Choosing a 2016 Advent Calendar
This week, the Church begins the season of Advent, the first season of a new liturgical year and the time we set aside to prepare for the coming of Christ: both his coming into the world at Christmas and his return in glory at the end of time.
One challenge facing us—and parents especially— is keeping Advent as its own season, while all around us, the world seems steeped in Christmas, which for us doesn’t begin until Christmas Eve. With all the shopping, entertaining, and advertising we have to contend with, how do we keep Advent as a time of prayerful preparation for the Lord?
I recommend the traditional Advent calendar. These calendars, which you can find at most bookstores or online, usually feature a series of dated doors or pockets that you open, one per day, usually from the first of December until Christmas day. They come in hundreds of different styles, but the ones I prefer have a scripture verse for each day.
Many families make it part of their evening ritual to open the day’s calendar entry and say a brief prayer together.

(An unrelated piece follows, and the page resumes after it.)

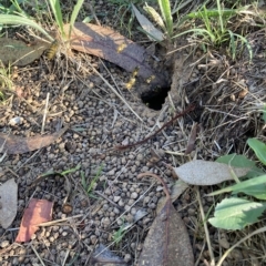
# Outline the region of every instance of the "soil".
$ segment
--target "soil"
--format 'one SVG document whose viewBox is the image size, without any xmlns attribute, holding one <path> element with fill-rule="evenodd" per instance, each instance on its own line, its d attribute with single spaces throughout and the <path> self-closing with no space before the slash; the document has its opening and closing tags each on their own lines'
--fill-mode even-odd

It’s hard to imagine a more effective counterpoint to the commercialism of the holiday shopping season than a few moments of quiet prayer at the end of each day.

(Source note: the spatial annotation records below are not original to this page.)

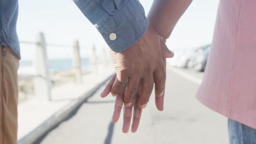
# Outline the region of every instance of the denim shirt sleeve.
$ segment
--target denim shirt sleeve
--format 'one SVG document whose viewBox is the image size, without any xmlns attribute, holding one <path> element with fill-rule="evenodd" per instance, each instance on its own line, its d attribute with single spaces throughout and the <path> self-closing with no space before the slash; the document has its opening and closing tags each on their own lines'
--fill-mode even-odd
<svg viewBox="0 0 256 144">
<path fill-rule="evenodd" d="M 130 47 L 148 28 L 148 21 L 139 0 L 74 1 L 115 52 Z M 110 38 L 112 33 L 117 36 L 114 40 Z"/>
</svg>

If your local stores don’t carry Advent calendars, there are many available from online retailers. You can find many free online Advent calendars.
Note: The team at Burning Hearts Disciples has compiled a list of our favorite Advent Calendars in a variety of formats below!
Fr. Rice is vocations director for the Paulist Fathers.
Our Favorite Advent Calendars
Traditional Advent Calendar
This is the Advent calendars with the little doors that have Scripture passages written inside along with a chocolate treat! This one is a particularly good value.
Pocket Style Advent Calendar
These Advent calendars have little pockets instead of doors. It's more expensive, but is reusable each year. This one comes with velcro affixed stuffed figures that are removed from the pockets and added to the scene each day of Advent. The final Nativity scene depicts the birth of Jesus as the Star of Bethlehem guides you closer to this holy day. Some parents also choose to include a candy/treat and/or Bible passage in each pocket as well.
Printable Advent Calendar for Adults
The USCCB Advent calendar can help you fully enter in to the season with daily activity and prayer suggestions to prepare you spiritually for the birth of Jesus Christ.
BONUS: This Advent Calendar starts on November 27 instead of December 1 - encompassing the full season of Advent.
Printable Advent Calendar for Families
This calendar from Loyola Press includes a small action that kids of all ages can do each day to prepare their hearts for Jesus.
Online/Web Based Advent Calendar
Busted Halo's digital twist on the traditional Advent calendar brings a sense of surprise by showing you the whole calendar, but not letting you “open” each day and find out what’s behind the picture until that day comes along. Each day, the link will lead you to a special Advent-themed Daily Jolt and MicroChallenge.